In a world where automation rules and everything from our juicers to our cars — and much in between — it’s no surprise there’s an increasing demand for talented controls engineers. Controls engineers are the people who apply automatic control
theory to design practical ways for managing how machines and systems operate. We know from lengthy experience, the top controls engineers can come from a variety of training and experience backgrounds — mechanical, electrical, software and even chemical engineers.
We recently turned on our own “social listening” machine to explore the online buzz around all things controls engineers. As often happens, we were not disappointed in the volume and quality of conversations on social media about this essential, lynchpin discipline in the world of engineers.
Where do I start?
Many engineering students and fresh grads aren’t fully aware of the range of jobs, projects and products that controls engineers are needed to work on. Here’s a sampling of the social conversation starters from self-declared newbies tapping into the online community of ever-helpful engineers to jumpstart their careers.
“I’m an entry-level water waste process engineer. How do I develop a career in instrumentation and control?”
“I need help using raspberry pi for tractor operator feedback and data acquisition systems.”
“Any ideas for a good book for gear train modeling?”
“I’m a newly graduated mechanical engineer and I want to build things I can control or program through my computer but I don’t know where to start…”

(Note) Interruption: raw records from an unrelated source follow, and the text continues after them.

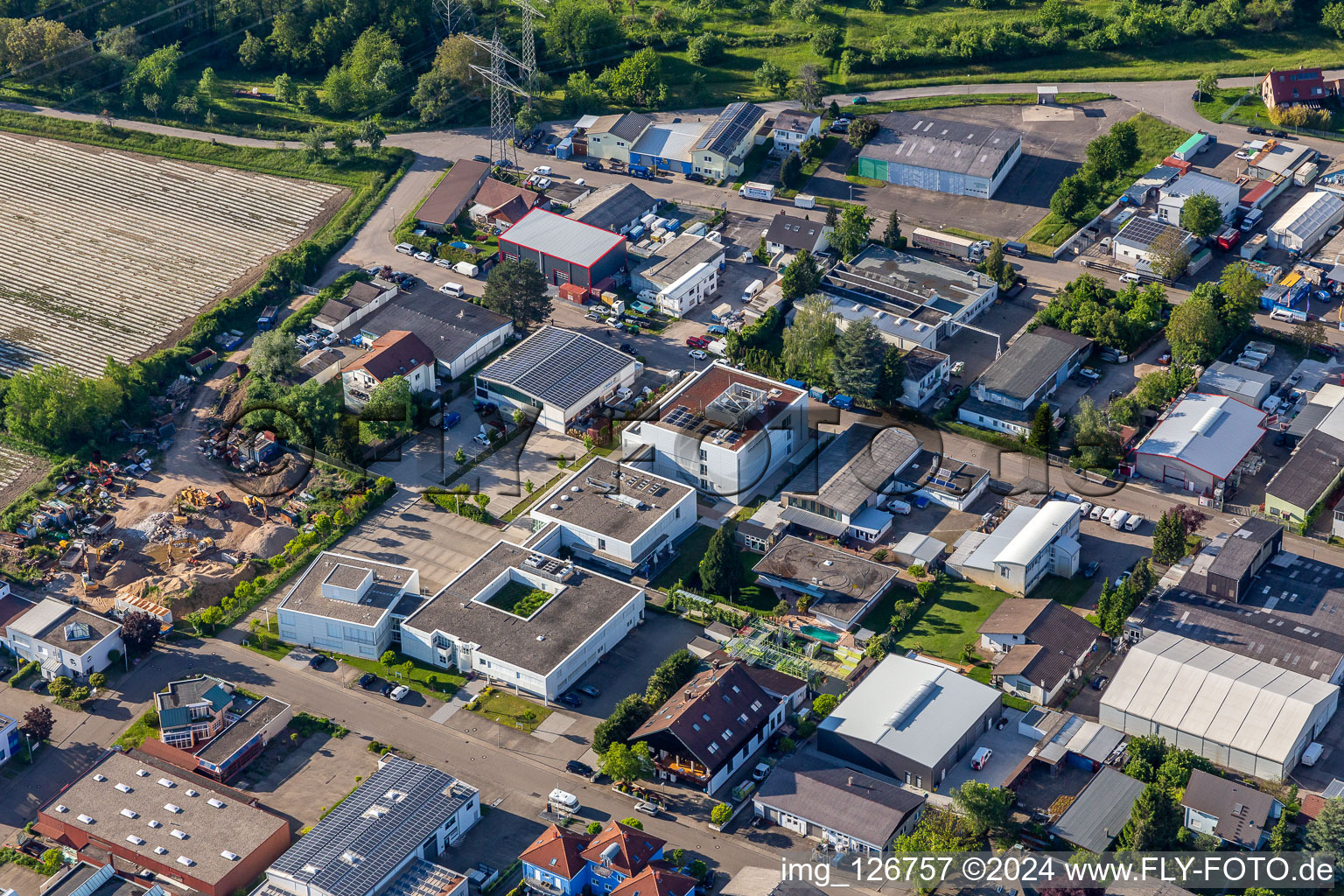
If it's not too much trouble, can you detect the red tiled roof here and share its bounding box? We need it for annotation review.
[519,825,592,880]
[612,868,695,896]
[584,821,667,876]
[341,329,434,383]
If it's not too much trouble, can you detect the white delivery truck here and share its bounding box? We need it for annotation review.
[738,183,774,203]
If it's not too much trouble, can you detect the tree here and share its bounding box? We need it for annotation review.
[482,259,551,328]
[882,209,900,248]
[1148,222,1189,279]
[794,63,822,111]
[1180,191,1223,239]
[835,317,887,397]
[1321,3,1344,38]
[1153,512,1186,565]
[248,329,298,382]
[644,648,700,707]
[1027,402,1055,452]
[848,116,878,149]
[1050,173,1094,221]
[830,204,873,259]
[780,294,836,383]
[685,31,723,66]
[19,704,57,740]
[780,251,821,302]
[592,693,653,756]
[755,60,789,97]
[598,740,653,785]
[1129,785,1183,851]
[121,610,161,654]
[948,780,1016,834]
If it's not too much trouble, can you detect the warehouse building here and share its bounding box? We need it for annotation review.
[817,654,1003,790]
[1267,192,1344,254]
[402,542,644,700]
[859,111,1021,199]
[1096,632,1339,780]
[500,208,626,290]
[36,750,289,896]
[476,326,639,432]
[1134,392,1264,496]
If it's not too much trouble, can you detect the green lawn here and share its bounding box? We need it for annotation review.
[330,650,466,700]
[892,580,1010,661]
[468,690,551,733]
[649,525,780,612]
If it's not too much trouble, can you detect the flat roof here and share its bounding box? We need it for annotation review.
[752,535,897,623]
[279,550,419,626]
[477,326,634,410]
[500,208,625,268]
[970,326,1093,400]
[820,647,1000,767]
[1137,392,1264,480]
[402,542,642,675]
[532,457,695,544]
[355,286,514,360]
[859,111,1021,178]
[42,751,289,881]
[271,753,476,896]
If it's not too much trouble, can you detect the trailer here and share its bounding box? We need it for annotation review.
[738,183,774,203]
[910,227,989,262]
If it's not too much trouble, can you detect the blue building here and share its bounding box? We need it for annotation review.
[519,821,677,896]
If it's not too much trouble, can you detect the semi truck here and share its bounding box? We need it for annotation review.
[738,183,774,203]
[910,227,990,262]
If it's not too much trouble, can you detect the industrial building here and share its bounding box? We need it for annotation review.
[817,654,1003,790]
[948,501,1082,598]
[36,750,289,896]
[1099,632,1339,780]
[957,326,1093,435]
[1134,392,1264,496]
[621,363,809,502]
[254,752,481,896]
[276,550,422,658]
[859,111,1021,199]
[527,457,696,579]
[1267,191,1344,254]
[476,326,640,432]
[500,208,626,291]
[401,542,644,700]
[821,246,998,351]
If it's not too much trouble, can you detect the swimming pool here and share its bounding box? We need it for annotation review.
[798,626,840,643]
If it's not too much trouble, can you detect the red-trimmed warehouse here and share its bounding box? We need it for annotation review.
[500,208,627,290]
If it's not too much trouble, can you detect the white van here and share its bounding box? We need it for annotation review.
[547,788,584,811]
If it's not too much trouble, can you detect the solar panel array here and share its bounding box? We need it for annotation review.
[481,326,632,407]
[264,756,476,896]
[695,102,763,156]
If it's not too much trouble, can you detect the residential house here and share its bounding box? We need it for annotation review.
[773,108,821,156]
[1180,768,1284,849]
[948,501,1082,597]
[957,326,1093,435]
[340,331,438,410]
[978,598,1101,705]
[630,662,788,795]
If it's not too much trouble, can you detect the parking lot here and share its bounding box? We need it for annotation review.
[804,100,1138,239]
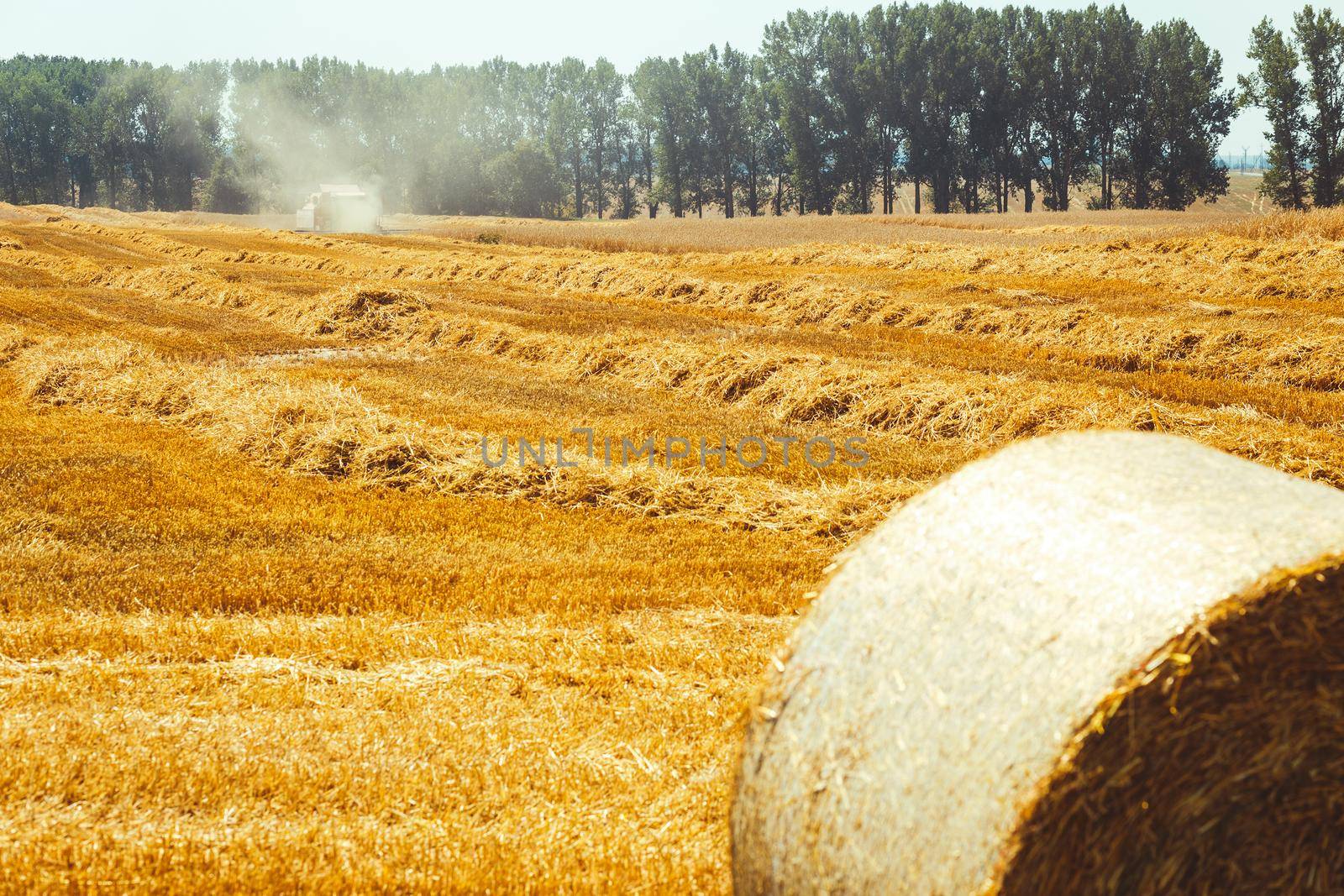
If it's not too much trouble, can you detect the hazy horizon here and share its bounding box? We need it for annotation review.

Following the conversation threads, we found volumes of informative and in-depth suggestions, many spawning multiple comments and sub-threads of their own. Our big take-away is that engineers absolutely love helping each other out, especially when fresh colleagues are just starting out or branching out into new intellectual terrain.
Home of the AMA
For common users of social networks, the Ask Me Anything
model made popular by Reddit is an opportunity for experts to share their knowledgeable experiences with anyone with a question.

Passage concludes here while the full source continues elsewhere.